2. Statistical Analysis:
R has a lot of pre-programmed statistical tests and models for things like:
Descriptive statistics
Hypothesis testing (t-tests, chi-square tests, etc.)
Regression analysis: linear, logistic, etc.
Time series analysis
Bayesian analysis
Base R itself supports many statistical functions and the extended packages push the capabilities further.
3. Data Visualization:
R is very strong in creating high-quality plots and graphs.
ggplot2: arguably the most fashionable package for proper, eloquent graphics construction.
Shiny: A Relsonic to build shiny, fully interactive web applications directly in R.
4. Machine Learning:
Libraries like caret, random Forest, xgboost and e1071 provide support for machine learning operations such as classification, regression, clustering, and more.
5. Package Ecosystem:
CRAN: The Comprehensive R Archive Network is a repository for several thousands of R packages that extend R's functionality in different fields, such as bioinformatics, finance, social science, etc.
Bioconductor: An open source repository of packages for bioinformatics and computational biology.
GitHub: Several R packages are also found on GitHub for further personalization.
6. Reproducibility & Reporting:
R Markdown: A tool for weaving together R code and narrative text to generate dynamic documents, reports, slideshows, and even web applications.

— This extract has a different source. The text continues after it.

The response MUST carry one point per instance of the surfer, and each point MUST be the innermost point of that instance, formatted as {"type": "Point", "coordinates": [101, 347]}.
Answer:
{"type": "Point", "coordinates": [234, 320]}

R Notebooks: Interactive R Markdowns which allow users to execute code chunks, with results appearing in real time.
Useful Link : A Comprehensive Guide to Installing R Project on Your System
1. Handling Data:
Data Frames : R utilizes data.frames to maintain and manipulate data tables, much like spreadsheets or SQL tables.
Vectors & Lists: This is the core data structure in R, which can effectively handle numeric, character and any other types of data.
2. Statistical Analysis:
R has a lot of pre-programmed statistical tests and models for things like:
Descriptive statistics
Hypothesis testing (t-tests, chi-square tests, etc.)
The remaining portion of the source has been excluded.